Update arrow to include custom serializer for pytorch and register default serialization handlers. (#1152)

* Update arrow to include custom serializer for pytorch. * Call pyarrow function for registering default custom serialization handlers. * Change class ID used in serialization context for object IDs.
2026-06-29 22:00:17 +08:00 · 2017-10-21 21:24:10 -07:00
parent 684e62e784
commit 97c6369b49
2 changed files with 4 additions and 77 deletions
@@ -1009,6 +1009,8 @@ def _initialize_serialization(worker=global_worker):
    serialize several exception classes that we define for error handling.
    """
    worker.serialization_context = pyarrow.SerializationContext()
+    pyarrow.register_default_serialization_handlers(
+        worker.serialization_context)

    # Define a custom serializer and deserializer for handling Object IDs.
    def objectid_custom_serializer(obj):
@@ -1018,85 +1020,10 @@ def _initialize_serialization(worker=global_worker):
        return ray.local_scheduler.ObjectID(serialized_obj)

    worker.serialization_context.register_type(
-        ray.local_scheduler.ObjectID, 20 * b"\x00", pickle=False,
+        ray.local_scheduler.ObjectID, "ray.ObjectID", pickle=False,
        custom_serializer=objectid_custom_serializer,
        custom_deserializer=objectid_custom_deserializer)

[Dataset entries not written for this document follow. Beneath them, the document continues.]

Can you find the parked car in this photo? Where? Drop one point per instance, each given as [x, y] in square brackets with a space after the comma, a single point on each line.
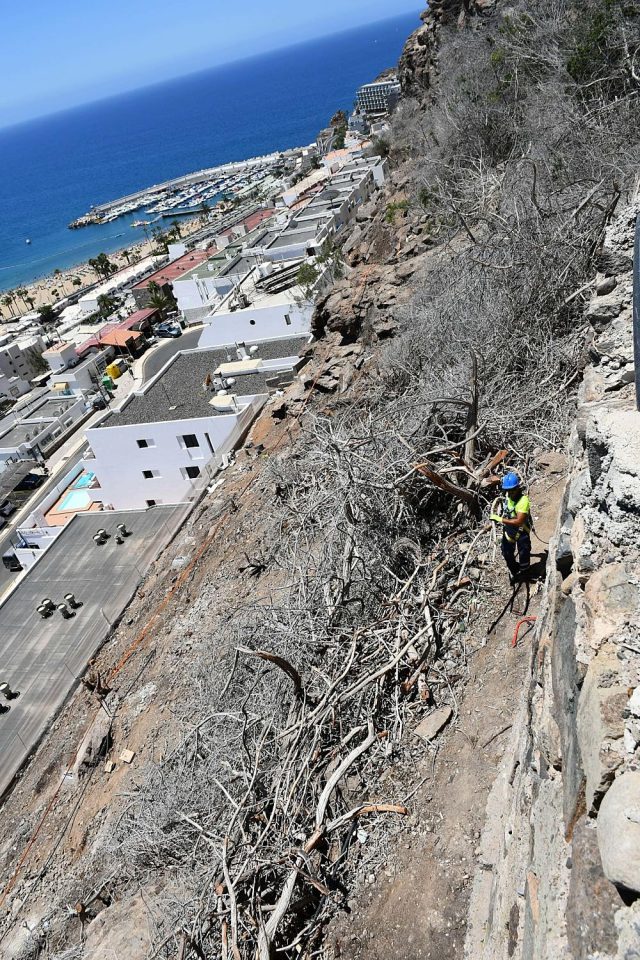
[167, 330]
[11, 562]
[31, 482]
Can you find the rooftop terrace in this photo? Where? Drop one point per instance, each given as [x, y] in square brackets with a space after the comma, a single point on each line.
[179, 392]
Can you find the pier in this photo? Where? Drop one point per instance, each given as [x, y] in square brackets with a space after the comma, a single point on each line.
[104, 212]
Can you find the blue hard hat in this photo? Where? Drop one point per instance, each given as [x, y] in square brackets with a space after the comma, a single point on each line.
[510, 481]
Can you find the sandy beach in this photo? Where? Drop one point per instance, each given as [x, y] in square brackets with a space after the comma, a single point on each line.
[55, 287]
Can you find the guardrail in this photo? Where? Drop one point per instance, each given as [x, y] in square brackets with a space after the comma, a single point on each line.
[636, 309]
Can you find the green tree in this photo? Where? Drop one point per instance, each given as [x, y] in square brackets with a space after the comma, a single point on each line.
[58, 274]
[162, 241]
[306, 278]
[37, 361]
[107, 303]
[158, 299]
[7, 302]
[48, 315]
[103, 266]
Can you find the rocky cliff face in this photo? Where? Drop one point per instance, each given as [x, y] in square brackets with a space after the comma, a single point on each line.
[418, 63]
[560, 860]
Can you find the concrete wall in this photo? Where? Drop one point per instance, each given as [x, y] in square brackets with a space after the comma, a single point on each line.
[17, 359]
[559, 860]
[13, 386]
[261, 323]
[119, 461]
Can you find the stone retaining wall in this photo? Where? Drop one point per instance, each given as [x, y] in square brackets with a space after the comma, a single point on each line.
[559, 863]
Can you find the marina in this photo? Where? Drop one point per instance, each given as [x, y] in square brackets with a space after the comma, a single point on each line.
[192, 193]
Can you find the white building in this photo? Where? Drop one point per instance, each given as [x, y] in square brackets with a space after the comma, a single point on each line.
[38, 428]
[59, 356]
[118, 283]
[268, 304]
[379, 97]
[177, 430]
[13, 387]
[21, 358]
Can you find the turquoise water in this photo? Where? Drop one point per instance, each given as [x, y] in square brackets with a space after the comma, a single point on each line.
[52, 170]
[84, 480]
[75, 500]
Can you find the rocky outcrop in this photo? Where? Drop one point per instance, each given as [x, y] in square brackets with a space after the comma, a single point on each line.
[418, 63]
[565, 864]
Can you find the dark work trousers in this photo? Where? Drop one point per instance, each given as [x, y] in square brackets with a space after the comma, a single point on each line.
[523, 547]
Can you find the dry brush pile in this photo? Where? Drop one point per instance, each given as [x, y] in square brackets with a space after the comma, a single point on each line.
[298, 730]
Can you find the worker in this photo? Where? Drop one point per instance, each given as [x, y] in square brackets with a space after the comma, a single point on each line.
[516, 523]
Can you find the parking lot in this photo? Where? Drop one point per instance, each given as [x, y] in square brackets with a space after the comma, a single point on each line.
[43, 659]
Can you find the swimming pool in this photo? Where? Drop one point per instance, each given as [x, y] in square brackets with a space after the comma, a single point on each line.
[75, 500]
[83, 481]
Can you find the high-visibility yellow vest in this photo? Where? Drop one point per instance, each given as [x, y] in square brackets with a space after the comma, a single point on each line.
[511, 510]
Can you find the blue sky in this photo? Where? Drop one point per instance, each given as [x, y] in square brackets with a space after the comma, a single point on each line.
[57, 55]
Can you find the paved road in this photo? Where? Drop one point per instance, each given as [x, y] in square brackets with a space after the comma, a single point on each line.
[8, 534]
[43, 658]
[156, 358]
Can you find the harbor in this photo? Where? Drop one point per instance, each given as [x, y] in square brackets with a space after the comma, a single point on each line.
[192, 193]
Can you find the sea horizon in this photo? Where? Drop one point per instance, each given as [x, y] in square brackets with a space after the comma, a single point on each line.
[53, 168]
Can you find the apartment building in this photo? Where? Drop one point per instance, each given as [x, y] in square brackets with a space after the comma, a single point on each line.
[176, 431]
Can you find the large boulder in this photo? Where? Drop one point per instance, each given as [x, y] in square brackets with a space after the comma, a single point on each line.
[122, 930]
[619, 831]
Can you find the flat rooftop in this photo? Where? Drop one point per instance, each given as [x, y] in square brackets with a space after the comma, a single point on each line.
[179, 392]
[174, 270]
[53, 407]
[299, 235]
[22, 433]
[43, 658]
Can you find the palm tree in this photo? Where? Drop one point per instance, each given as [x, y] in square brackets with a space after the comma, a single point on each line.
[107, 304]
[158, 299]
[102, 266]
[58, 273]
[7, 301]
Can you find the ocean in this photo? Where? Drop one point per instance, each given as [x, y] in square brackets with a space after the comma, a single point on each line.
[53, 169]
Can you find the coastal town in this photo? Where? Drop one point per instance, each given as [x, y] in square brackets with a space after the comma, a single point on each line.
[320, 481]
[125, 400]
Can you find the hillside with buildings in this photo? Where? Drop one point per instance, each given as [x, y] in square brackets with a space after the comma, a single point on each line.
[268, 688]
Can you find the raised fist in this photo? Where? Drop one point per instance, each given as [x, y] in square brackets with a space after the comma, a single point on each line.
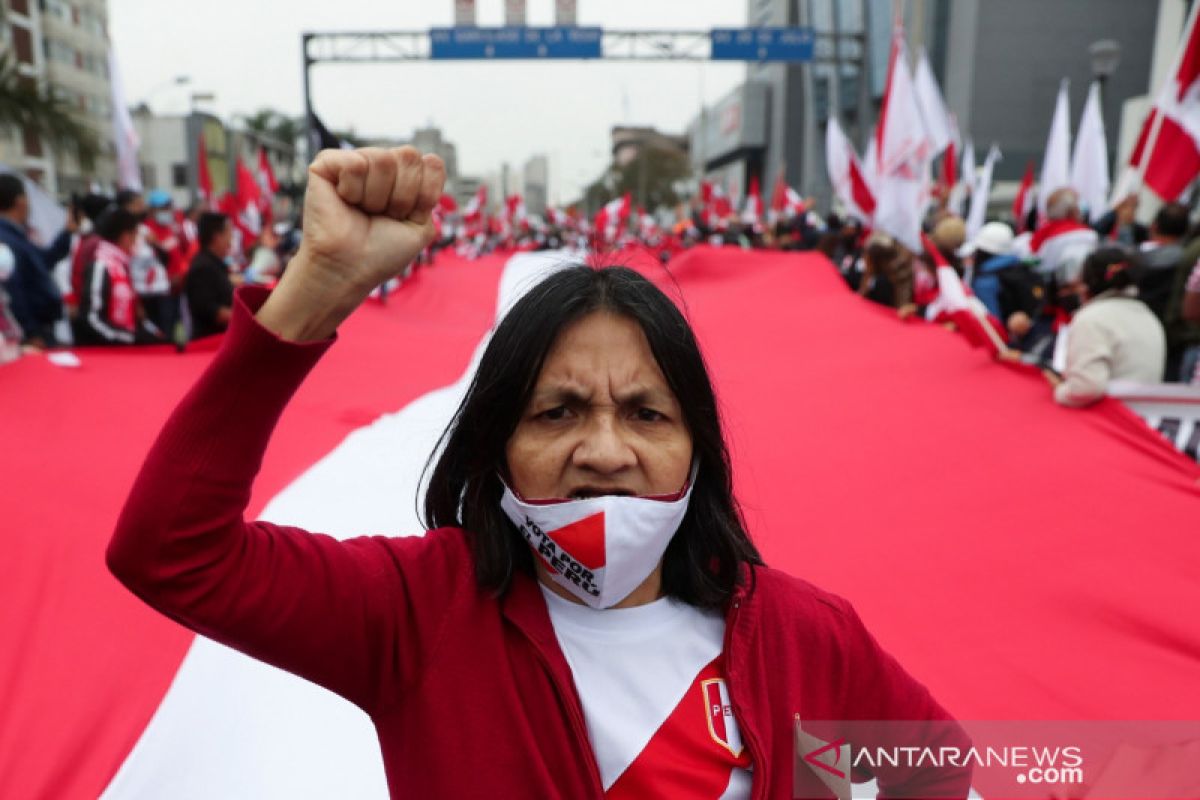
[367, 214]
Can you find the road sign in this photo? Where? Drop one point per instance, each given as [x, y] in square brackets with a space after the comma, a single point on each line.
[762, 43]
[564, 42]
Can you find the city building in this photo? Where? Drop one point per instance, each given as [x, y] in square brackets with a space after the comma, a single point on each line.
[537, 185]
[169, 154]
[63, 46]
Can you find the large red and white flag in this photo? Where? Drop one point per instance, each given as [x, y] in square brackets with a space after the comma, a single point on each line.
[751, 212]
[904, 152]
[1168, 150]
[981, 191]
[846, 174]
[1056, 160]
[203, 176]
[103, 697]
[1090, 161]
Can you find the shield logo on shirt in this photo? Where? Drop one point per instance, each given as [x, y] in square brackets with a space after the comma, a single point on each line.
[721, 725]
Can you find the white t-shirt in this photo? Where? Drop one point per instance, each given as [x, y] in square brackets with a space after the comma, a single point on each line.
[652, 681]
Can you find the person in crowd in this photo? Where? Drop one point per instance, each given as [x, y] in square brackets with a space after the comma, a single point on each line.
[1162, 257]
[154, 257]
[1063, 241]
[1114, 336]
[85, 211]
[208, 287]
[109, 308]
[36, 301]
[264, 262]
[1120, 224]
[589, 438]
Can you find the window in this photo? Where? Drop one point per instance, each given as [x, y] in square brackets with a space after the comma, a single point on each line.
[23, 44]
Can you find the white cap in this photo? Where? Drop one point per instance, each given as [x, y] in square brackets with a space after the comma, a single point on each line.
[995, 238]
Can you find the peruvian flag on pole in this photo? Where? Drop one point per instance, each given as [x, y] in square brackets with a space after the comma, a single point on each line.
[1168, 151]
[846, 174]
[904, 150]
[203, 176]
[1024, 200]
[751, 214]
[1056, 161]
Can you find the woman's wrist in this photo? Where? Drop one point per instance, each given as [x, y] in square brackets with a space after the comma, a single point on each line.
[309, 304]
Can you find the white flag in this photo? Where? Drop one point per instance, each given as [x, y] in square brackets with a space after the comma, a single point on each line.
[125, 137]
[965, 187]
[904, 154]
[981, 190]
[1090, 162]
[1056, 161]
[939, 124]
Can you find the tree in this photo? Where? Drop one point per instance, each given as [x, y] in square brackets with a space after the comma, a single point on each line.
[37, 110]
[653, 178]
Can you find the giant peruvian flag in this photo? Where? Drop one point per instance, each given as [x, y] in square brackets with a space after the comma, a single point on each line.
[1039, 609]
[904, 151]
[1168, 149]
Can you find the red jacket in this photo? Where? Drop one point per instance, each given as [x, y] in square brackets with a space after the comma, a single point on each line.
[469, 693]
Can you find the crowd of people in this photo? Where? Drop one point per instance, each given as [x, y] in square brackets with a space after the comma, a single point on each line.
[127, 269]
[1089, 302]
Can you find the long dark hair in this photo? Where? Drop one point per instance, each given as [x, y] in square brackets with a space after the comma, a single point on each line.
[702, 563]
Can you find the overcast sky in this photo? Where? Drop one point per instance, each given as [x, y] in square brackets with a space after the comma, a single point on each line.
[247, 53]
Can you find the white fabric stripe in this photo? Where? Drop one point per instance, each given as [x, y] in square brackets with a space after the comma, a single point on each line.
[231, 727]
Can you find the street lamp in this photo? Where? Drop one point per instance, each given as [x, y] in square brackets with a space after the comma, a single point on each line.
[1105, 56]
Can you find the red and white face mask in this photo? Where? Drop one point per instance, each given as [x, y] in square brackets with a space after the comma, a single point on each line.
[599, 548]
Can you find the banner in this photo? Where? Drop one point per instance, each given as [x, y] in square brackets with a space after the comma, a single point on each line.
[1171, 409]
[947, 497]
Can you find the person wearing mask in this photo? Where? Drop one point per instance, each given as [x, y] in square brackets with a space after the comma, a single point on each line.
[1114, 336]
[36, 301]
[208, 288]
[587, 597]
[109, 310]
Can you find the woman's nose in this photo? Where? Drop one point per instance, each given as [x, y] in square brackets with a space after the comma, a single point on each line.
[603, 447]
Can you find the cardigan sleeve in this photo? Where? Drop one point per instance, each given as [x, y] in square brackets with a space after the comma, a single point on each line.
[351, 615]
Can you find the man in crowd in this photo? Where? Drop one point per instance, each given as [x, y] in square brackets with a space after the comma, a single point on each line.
[35, 299]
[109, 308]
[1063, 241]
[208, 287]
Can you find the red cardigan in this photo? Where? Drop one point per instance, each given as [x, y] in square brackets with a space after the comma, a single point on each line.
[469, 693]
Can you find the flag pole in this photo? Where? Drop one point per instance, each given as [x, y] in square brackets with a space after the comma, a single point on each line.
[1156, 126]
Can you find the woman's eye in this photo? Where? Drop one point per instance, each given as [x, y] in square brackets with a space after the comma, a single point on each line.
[556, 413]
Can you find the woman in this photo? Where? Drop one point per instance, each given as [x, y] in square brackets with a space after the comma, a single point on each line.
[1114, 336]
[588, 617]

-    # Define a custom serializer and deserializer for handling numpy arrays
-    # that contain objects.
-    def array_custom_serializer(obj):
-        return obj.tolist(), obj.dtype.str
-
-    def array_custom_deserializer(serialized_obj):
-        return np.array(serialized_obj[0], dtype=np.dtype(serialized_obj[1]))
-
-    worker.serialization_context.register_type(
-        np.ndarray, 20 * b"\x01", pickle=False,
-        custom_serializer=array_custom_serializer,
-        custom_deserializer=array_custom_deserializer)
-
-    def ordered_dict_custom_serializer(obj):
-        return list(obj.keys()), list(obj.values())
-
-    def ordered_dict_custom_deserializer(obj):
-        return collections.OrderedDict(zip(obj[0], obj[1]))
-
-    worker.serialization_context.register_type(
-        collections.OrderedDict, 20 * b"\x02", pickle=False,
-        custom_serializer=ordered_dict_custom_serializer,
-        custom_deserializer=ordered_dict_custom_deserializer)
-
-    def default_dict_custom_serializer(obj):
-        return list(obj.keys()), list(obj.values()), obj.default_factory
-
-    def default_dict_custom_deserializer(obj):
-        return collections.defaultdict(obj[2], zip(obj[0], obj[1]))
-
-    worker.serialization_context.register_type(
-        collections.defaultdict, 20 * b"\x03", pickle=False,
-        custom_serializer=default_dict_custom_serializer,
-        custom_deserializer=default_dict_custom_deserializer)
-
-    def _serialize_pandas_series(s):
-        import pandas as pd
-        # TODO: serializing Series without extra copy
-        serialized = pyarrow.serialize_pandas(pd.DataFrame({s.name: s}))
-        return {
-            'type': 'Series',
-            'data': serialized.to_pybytes()
-        }
-
-    def _serialize_pandas_dataframe(df):
-        return {
-            'type': 'DataFrame',
-            'data': pyarrow.serialize_pandas(df).to_pybytes()
-        }
-
-    def _deserialize_callback_pandas(data):
-        deserialized = pyarrow.deserialize_pandas(data['data'])
-        type_ = data['type']
-        if type_ == 'Series':
-            return deserialized[deserialized.columns[0]]
-        elif type_ == 'DataFrame':
-            return deserialized
-        else:
-            raise ValueError(type_)
-
-    try:
-        import pandas as pd
-        worker.serialization_context.register_type(
-            pd.Series, 'pandas.Series',
-            custom_serializer=_serialize_pandas_series,
-            custom_deserializer=_deserialize_callback_pandas)
-
-        worker.serialization_context.register_type(
-            pd.DataFrame, 'pandas.DataFrame',
-            custom_serializer=_serialize_pandas_dataframe,
-            custom_deserializer=_deserialize_callback_pandas)
-    except ImportError:
-        # no pandas
-        pass
-
    if worker.mode in [SCRIPT_MODE, SILENT_MODE]:
        # These should only be called on the driver because _register_class
        # will export the class to all of the workers.